Maggie Smith introduced me to the metaphor during the freewriting exercises she led at the writing workshop. She encouraged the room of writers to just write—to pour out words like grains of sand. She then called us to sift through the words and look for what glimmers. I instantly thought back to my trip to Sea Glass Beach, visualized the tiny jars on my desk, and the metaphor clicked, unblocking me. I could apply what I knew about the sacred practice of searching for sea glass to my writing practice—and in doing so, find patience and joy—and write.
The gift of a metaphor.
The gift from the sea.
Turning of the tide.
My words flow free.
Whether it’s writing, parenting, or grieving, life and healing unfold over time. We cannot control the timing. We cannot demand the revelations or force the glimmers.

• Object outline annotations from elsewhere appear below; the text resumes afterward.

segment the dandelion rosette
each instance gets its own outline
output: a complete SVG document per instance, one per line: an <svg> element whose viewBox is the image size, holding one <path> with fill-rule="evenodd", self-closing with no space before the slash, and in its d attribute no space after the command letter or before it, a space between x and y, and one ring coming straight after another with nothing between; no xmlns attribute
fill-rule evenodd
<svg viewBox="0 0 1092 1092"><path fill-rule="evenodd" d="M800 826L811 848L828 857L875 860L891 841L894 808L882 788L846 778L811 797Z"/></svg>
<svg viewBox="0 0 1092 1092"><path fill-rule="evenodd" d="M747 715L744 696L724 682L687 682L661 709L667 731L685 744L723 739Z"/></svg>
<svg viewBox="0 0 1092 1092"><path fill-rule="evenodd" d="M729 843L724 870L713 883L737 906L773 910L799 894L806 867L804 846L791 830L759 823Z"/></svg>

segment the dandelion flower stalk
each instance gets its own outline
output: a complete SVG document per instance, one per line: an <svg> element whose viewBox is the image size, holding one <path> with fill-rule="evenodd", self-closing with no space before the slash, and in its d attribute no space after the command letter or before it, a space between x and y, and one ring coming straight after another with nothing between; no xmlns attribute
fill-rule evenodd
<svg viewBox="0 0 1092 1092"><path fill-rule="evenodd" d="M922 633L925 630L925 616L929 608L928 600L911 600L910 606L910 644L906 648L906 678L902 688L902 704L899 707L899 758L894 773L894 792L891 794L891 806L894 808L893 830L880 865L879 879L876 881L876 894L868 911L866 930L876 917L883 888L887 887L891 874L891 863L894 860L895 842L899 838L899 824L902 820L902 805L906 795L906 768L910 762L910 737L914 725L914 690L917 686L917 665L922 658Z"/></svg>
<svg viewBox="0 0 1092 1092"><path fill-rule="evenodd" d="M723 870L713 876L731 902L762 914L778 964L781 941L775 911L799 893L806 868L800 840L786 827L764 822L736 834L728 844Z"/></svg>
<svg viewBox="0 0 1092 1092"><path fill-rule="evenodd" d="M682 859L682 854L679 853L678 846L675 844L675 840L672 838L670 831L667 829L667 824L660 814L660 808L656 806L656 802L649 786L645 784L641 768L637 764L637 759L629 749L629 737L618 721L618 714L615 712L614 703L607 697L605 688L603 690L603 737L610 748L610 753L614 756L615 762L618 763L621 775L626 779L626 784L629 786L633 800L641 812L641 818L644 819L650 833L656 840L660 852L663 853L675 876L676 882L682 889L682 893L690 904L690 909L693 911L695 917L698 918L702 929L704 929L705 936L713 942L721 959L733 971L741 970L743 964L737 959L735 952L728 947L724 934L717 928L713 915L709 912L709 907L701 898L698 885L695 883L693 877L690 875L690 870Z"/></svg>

But when we keep showing up—trusting that something is being formed in the quiet rhythms of our practice, that goodness is tucked into the beige sands of our days—we participate in holy work. And over time, something good—something sacred—will emerge.
Finding sea glass takes time.1
Good writing takes time.2
Healing takes time.
Trust that in time,
Good things will be revealed.
The next time I go to the beach, I plan to fill a small jar with sand and hide one piece of sea glass inside. Another reminder to set at my desk of the metaphor helping me cultivate patience and write. The words will be revealed in time. I just need to pour them out and sift.

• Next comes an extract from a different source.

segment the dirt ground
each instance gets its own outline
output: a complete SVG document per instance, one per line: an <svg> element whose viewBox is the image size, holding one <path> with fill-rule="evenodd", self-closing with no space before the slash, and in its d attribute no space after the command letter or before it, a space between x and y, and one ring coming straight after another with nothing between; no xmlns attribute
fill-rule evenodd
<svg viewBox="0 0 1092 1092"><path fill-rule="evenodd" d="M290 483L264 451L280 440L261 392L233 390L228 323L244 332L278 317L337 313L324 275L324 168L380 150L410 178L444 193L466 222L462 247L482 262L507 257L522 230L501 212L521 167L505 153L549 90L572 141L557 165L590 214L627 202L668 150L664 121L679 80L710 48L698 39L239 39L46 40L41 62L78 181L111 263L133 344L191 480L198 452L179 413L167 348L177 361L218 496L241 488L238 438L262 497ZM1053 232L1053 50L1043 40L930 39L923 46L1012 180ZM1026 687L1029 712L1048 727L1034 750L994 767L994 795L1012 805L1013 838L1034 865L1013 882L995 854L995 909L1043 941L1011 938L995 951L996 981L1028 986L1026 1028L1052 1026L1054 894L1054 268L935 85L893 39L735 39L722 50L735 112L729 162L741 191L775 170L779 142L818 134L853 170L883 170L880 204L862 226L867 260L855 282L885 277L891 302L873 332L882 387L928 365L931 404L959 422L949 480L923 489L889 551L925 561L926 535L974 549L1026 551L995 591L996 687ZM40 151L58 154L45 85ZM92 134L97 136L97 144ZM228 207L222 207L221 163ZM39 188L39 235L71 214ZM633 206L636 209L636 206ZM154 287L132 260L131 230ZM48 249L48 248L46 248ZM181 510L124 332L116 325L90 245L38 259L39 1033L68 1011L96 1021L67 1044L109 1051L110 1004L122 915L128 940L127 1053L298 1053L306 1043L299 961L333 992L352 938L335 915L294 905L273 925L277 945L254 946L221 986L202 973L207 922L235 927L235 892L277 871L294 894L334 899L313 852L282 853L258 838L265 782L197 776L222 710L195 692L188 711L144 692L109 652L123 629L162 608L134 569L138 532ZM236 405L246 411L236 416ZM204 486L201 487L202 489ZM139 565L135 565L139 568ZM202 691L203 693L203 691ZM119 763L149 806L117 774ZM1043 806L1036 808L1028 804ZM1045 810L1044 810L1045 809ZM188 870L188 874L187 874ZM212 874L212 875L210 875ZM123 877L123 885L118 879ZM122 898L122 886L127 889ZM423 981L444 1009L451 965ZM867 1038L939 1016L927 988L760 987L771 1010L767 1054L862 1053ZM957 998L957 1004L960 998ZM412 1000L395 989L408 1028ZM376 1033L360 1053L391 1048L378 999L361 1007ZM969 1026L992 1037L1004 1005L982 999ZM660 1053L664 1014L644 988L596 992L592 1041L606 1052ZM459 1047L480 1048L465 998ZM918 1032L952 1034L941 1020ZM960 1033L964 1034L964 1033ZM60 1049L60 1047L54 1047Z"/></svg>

When I am able to slow down and practice patience—in writing, parenting, grieving, and everything in between—I can feel the sharp edges of my brokenness and imperfections soften. I become a little kinder and a little gentler with myself and with my kids. And I once again think of the broken shards of discarded glass smoothed by the salt and waves into a rare treasure. The metaphor reaches into me so that I see how I’m being shaped into something luminous and beautiful, too.
May you also trust that you’re being shaped into something luminous and beautiful. May you find patience for your own becoming and healing. And may you notice those glimmers revealing themselves as you sift through the sands of your own story
Invitations for Reflection:
Feeling inspired to reflect? Try one or all of these prompts to explore on the page.
Is there a metaphor that’s coming alive for you lately? What is it revealing?
When do you feel most patient? How can you use that to cultivate patience in other areas of your life?
Is there an area of your life or creativity where you’re being asked to sift and trust?
If you created your own “jar of sand with hidden sea glass,” what would it represent for you right now?
Pour out your words. Sift. What glimmers when you stop striving and start noticing?3
As does the actual process of glass transforming into sea glass. Based on my quick Google search, a piece of glass can take anywhere from 5 to 50 years to turn into sea glass.
If you need a prompt to help you free write, check out the Pen & Mend archives.
Love this Kristen❣️ What a gift of the spirit patience is...may we all find ways to encourage its lingering.
Sea glass is so deeply metaphorical and has inspired many poems in me, too! <3 this and the practice of burying it in sand in the jar. What a beautiful, wonderful spiritual practice!